Compatibility, Deprecation, and Migration Plan

The change is backward compatible as it is only applied to new consumers (with bumped API). Old consumers continue to behave as they do today.

Rejected Alternatives

  1. The group coordinator could trigger a rebalance when the static leader re-joins the group. The major advantage is that it would work for all client versions. The downside is that it would trigger a rebalance every time the leader leaves and re-joins the group. That goes against the initial goal of the static membership protocol.
  2. The group coordinator could parse all the assignments in the group, listen to metadata changes for the partitions, and trigger a rebalance when required. That would be clean. The main limitation is that the group coordinator does not parse the assignment as of today. They are just a bunch of bytes from its point of view. Changing this is a significant change in the protocol philosophy and a significant amount of work.
  3. When the leader re-joins the group, the group coordinator could tell the leader that it is new leader of the group (like we do for all other cases), give it all the subscriptions, and let it compute a new assignment.

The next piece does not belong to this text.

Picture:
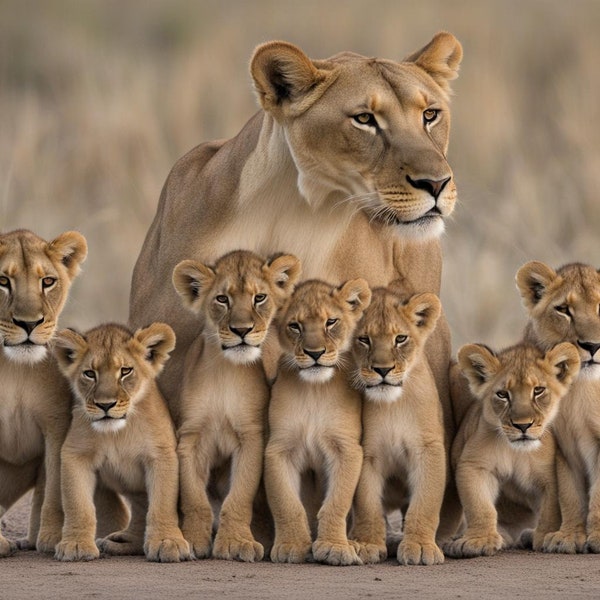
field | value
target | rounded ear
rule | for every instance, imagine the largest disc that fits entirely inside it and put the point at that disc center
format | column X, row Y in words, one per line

That would work if the assignors are deterministic. Unfortunately, assignors are most of the time deterministic given the exact same input. The issue is that the input of the assignor is an HashMap in the Java client so the ordering is not guarantee at all, especially because the re-joining leader has a new member id. Moreover, the order in the JoinGroupResponse is not guaranteed neither.
  4. Subscription changes are monitored by all the members whereas metadata changes are only monitored by the leader. We could relax this constrain and have all members monitor metadata changes as well. The main drawback of this option is that it could be chatty on the wire because all members would try to trigger a rebalance when the metadata changes.